Rythmologie

Publié le 1673012966000

Échec de resynchronisation cardiaque : quelles sont les alternatives en 2023 ?

Messages clés
• La resynchronisation cardiaque chez les patients qui le nécessitent est associée à une augmentation de la FEVG, une diminution de la morbi-mortalité et une amélioration fonctionnelle.
• On estime un taux de 5 à 7 % d’ échec d’implantation et environ 30 % de patients non répondeurs à la resynchronisation classique.
• La stimulation hissienne peut permettre de corriger un bloc de branche mais est associée à des seuils de stimulation élevés et des problématiques de sur- et sous-détection.
• La stimulation de branche gauche permet d’affiner les QRS avec d’excellents seuils de stimulation.
• Des données de suivi à long terme sont nécessaires et ces techniques doivent être réservées en seconde intention aux échecs de resynchronisation classique.
• Le système WISE-CRT est pour l’instant destiné à une petite niche de patients, mais est une technique prometteuse qui prendra peut-être de l’essor dans les prochaines années.

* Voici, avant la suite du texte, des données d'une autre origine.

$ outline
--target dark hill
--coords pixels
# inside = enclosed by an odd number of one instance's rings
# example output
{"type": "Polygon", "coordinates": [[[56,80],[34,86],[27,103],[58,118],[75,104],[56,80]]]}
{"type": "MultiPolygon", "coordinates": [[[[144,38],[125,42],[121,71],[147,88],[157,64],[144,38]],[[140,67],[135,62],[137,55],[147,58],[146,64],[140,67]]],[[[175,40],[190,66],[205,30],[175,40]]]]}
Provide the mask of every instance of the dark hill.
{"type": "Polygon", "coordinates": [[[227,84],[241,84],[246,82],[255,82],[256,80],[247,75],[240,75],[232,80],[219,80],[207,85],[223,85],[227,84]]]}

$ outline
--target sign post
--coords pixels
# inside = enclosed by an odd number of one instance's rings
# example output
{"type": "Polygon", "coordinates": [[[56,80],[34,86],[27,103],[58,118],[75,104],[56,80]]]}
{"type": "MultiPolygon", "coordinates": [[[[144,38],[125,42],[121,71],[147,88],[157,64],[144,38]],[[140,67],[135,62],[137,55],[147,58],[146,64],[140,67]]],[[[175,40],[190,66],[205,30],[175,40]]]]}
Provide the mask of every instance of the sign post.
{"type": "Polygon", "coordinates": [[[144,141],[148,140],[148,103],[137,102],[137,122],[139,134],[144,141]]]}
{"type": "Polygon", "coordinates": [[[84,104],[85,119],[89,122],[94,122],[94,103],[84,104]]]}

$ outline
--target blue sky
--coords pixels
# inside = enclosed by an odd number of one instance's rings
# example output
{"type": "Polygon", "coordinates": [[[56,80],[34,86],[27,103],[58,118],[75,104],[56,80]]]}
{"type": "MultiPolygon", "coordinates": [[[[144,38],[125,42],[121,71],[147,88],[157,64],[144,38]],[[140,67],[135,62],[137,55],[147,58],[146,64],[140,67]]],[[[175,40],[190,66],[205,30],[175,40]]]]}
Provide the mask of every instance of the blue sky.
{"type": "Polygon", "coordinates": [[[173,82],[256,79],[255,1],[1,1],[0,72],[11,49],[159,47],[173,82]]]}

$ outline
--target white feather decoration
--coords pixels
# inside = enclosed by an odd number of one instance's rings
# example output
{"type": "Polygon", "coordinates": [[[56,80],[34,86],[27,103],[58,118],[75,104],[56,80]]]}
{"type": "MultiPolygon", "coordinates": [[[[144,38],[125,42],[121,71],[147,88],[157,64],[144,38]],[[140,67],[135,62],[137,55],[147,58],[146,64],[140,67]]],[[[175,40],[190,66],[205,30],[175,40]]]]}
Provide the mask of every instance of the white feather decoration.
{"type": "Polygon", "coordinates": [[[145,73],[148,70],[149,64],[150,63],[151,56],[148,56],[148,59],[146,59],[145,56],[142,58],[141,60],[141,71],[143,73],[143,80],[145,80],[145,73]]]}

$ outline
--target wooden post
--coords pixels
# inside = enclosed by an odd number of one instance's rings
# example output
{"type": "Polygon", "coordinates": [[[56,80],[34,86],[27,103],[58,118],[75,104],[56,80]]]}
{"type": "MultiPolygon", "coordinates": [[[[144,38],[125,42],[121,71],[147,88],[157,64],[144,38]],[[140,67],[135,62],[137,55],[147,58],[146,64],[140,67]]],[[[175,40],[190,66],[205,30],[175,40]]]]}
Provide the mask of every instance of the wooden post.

La resynchronisation cardiaque a été introduite dans les années 1990 en France par S. Cazeau en collaboration avec l’équipe rennaise(1).
La physiopathologie qui sous-tend ce principe est que les patients insuffi sants cardiaques présentent fréquemment d’importants troubles de conduction atrio-ventriculaires, intra et/ou interventriculaires à l’origine d’un asynchronisme de contraction, qui se traduira sur l’électrocardiogramme par un bloc de branche gauche. La resynchronisation cardiaque va permettre le rétablissement d’une contraction synchrone entre les deux ventricules. Elle peut être associée à un stimulateur cardiaque (CRT-P) ou à un défi brillateur (CRT-D) en fonction du profil du patient.
Les indications actuelles de resynchronisation - parues dans les dernières recommandations de l’ESC (European Society of Cardiology) en 2021 - sont les patients présentant une insuffisance cardiaque avec FEVG < 35 % symptomatique (au moins classe II de la NYHA), avec un bloc de branche gauche > 150ms (Ia), un bloc de branche gauche entre 130 et 150 ms, ou un bloc de branche droit (IIa)(2).


Figure 1.
Recommandations de l’European Society of Cardiology (ESC) sur la resynchronisation cardiaque.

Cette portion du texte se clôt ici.